Google has confirmed it is testing placing little mobile icons in mobile search results to denote listings that will take consumers to mobile-optimized pages.

"We’re experimenting with ways to optimize the mobile search experience, including helping users identify smartphone-optimized sites," a Google spokeswoman says.


Google has not issued any statements on this subtle change, but it has said in the past it is placing more emphasis on mobile.

“I’m amazed the computer that I’m carrying in my pocket is as good as the one I had a few years ago on my desktop,” Google CEO Larry Page said in the company’s first quarter earnings call according to a transcript provided by SeekingAlpha. “I think we’re only at the very, very early stages of what’s possible with those devices.”

Retailers at the forefront of mobile commerce  have already been using tactics to show consumers in mobile paid search results that they will be directed to mobile-optimized sites and not have the slow-loading, frustrating experience of trying to manage an e-commerce site on their smartphones.

Bernard Luthi, chief marketing officer of, an online superstore that invests in mobile search ads, suggests putting the word mobile in mobile paid search copy. For example, a retailer could say: “Jeans from $12.99! Shop from our mobile site now!”

The first step, however, is getting that little icon to appear in mobile search results—and that means creating a mobile site.

Many companies, even those that invest in mobile paid search ads, do not have mobile-optimized sites, says Udayan Bose, founder and CEO of NetElixir Inc., a search marketing agency.  “This is the biggest culprit for low mobile conversion rates,” Bose says.  “The mobile searcher gets frustrated with the on-site navigation and abandons the site.”

Google also has taken other steps to try and improve the mobile web, including trying to make it faster.

“We aim to speed up the whole web, and mobile is part of that,” a Google spokesman said earlier this year. “It’s about making the web a better experience for users and businesses overall, which, broadly speaking, also helps our business since we’re native to the web.”

Efforts include a recent program with Akamai Technologies that helps site operators test their mobile site performance.
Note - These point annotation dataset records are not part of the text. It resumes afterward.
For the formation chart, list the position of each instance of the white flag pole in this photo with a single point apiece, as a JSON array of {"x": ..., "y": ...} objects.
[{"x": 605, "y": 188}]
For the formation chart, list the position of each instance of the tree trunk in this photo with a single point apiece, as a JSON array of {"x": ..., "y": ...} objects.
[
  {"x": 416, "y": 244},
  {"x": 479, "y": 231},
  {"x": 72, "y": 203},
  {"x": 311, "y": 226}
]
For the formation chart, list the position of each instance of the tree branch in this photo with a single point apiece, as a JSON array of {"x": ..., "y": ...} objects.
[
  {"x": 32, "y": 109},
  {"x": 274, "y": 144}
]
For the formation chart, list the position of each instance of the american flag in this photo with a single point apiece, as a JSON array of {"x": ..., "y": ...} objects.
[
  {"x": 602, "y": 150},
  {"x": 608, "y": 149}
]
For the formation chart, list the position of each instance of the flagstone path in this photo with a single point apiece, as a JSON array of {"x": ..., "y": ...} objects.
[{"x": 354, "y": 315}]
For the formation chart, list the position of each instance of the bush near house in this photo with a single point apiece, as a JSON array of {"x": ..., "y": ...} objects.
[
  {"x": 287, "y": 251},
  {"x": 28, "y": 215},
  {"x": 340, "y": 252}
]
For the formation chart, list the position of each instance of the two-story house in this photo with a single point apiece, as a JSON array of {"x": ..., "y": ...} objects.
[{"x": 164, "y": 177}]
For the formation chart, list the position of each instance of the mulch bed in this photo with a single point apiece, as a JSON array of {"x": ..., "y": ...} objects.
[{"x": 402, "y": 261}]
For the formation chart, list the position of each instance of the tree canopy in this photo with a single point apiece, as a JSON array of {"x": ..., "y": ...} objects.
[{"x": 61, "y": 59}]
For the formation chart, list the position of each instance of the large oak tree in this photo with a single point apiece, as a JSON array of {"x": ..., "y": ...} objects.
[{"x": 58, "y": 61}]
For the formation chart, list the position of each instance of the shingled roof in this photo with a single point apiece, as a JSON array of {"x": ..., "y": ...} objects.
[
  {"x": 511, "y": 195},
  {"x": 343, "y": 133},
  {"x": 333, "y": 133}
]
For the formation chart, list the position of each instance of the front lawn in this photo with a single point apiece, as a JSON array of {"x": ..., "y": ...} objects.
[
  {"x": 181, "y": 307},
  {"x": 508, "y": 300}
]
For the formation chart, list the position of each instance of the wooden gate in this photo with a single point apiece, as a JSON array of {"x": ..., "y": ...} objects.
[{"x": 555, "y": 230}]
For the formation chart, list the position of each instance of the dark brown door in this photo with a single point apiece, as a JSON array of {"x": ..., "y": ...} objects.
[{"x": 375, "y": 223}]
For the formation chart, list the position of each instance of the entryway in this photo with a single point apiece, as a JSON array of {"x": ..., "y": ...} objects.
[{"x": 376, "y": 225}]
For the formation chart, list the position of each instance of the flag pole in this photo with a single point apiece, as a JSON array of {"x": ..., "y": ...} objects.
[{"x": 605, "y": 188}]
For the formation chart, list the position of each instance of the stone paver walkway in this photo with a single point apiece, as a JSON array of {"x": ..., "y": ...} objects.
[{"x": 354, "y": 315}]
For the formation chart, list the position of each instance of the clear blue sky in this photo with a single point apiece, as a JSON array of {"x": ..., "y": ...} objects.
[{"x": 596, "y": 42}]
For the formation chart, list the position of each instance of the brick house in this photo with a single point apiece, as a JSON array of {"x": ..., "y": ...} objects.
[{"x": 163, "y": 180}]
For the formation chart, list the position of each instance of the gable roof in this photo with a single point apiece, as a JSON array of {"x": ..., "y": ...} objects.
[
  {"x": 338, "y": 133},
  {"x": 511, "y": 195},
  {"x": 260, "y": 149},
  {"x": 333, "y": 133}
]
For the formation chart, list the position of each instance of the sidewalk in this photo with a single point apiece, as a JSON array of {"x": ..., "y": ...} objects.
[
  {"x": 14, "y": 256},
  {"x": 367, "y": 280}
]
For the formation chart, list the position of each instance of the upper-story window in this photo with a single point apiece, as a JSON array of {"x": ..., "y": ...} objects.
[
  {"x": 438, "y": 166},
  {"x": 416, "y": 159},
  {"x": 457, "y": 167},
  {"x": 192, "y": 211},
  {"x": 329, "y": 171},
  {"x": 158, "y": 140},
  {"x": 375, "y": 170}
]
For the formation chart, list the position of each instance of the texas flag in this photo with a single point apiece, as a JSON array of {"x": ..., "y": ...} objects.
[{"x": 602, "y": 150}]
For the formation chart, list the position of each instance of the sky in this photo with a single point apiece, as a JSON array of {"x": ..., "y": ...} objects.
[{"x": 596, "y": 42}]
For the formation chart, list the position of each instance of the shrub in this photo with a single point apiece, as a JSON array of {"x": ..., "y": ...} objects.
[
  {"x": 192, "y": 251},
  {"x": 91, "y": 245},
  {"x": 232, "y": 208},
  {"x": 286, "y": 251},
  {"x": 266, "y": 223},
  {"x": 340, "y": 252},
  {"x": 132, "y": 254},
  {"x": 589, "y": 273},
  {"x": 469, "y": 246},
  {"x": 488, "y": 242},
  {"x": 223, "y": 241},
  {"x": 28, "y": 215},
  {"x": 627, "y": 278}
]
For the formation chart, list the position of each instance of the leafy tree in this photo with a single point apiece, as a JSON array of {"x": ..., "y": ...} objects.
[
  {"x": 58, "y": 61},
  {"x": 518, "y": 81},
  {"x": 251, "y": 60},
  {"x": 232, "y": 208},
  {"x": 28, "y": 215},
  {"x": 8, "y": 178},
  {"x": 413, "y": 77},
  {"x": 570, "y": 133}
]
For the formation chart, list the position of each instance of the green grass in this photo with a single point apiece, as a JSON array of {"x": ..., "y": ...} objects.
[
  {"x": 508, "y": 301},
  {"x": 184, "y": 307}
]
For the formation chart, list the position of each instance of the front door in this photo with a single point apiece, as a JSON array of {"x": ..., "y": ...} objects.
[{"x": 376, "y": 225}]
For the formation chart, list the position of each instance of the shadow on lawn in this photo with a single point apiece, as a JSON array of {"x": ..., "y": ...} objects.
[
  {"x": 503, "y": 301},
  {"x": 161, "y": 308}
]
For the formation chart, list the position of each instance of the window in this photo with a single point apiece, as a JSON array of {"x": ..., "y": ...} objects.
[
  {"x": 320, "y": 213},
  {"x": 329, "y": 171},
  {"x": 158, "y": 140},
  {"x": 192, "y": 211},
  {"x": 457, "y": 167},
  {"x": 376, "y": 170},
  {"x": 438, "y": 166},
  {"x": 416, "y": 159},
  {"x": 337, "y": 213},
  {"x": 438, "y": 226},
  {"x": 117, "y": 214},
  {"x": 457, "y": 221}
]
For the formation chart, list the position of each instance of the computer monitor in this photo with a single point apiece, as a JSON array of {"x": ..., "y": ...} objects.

Akamai operates a network of web servers around the world designed to speed content to web and mobile sites. Google publishes mobile and desktop speeds from global web sites on its Google Analytics blog to help mobile web operators see how they measure up.

In the first quarter of this year Google began to scale its GoMo (or Go Mobile) campaign. The initiative helps businesses set up mobile web sites so they can drive traffic from mobile search to mobile-optimized sites. It also recently added a click-to-download mobile feature that lets marketers promote their mobile apps in Google’s mobile search results and link consumers to the advertiser’s Google Play or Apple App Store page, where they can download apps.

The Google Developers hub also features a long list of specific tips for making sites load faster on mobile devices.

For example, Google recommends reducing the number of server requests on mobile sites. Single large objects load faster than many small ones, Google says. So, rather than having a JavaScript file that loads other bits of code, for example, site operators should consolidate all page elements into a single file. It also suggests minimizing code, as the less code and the smaller the amount of data transferred, the faster a page will load. Other suggestions include using CSS, or Cascading Style Sheets, to design a page instead of images. CSS uses HTML-based templates that define where various objects, such as images or text boxes, appear on a web page. Using them can reduce data transfers and cut down on page load time, Google says.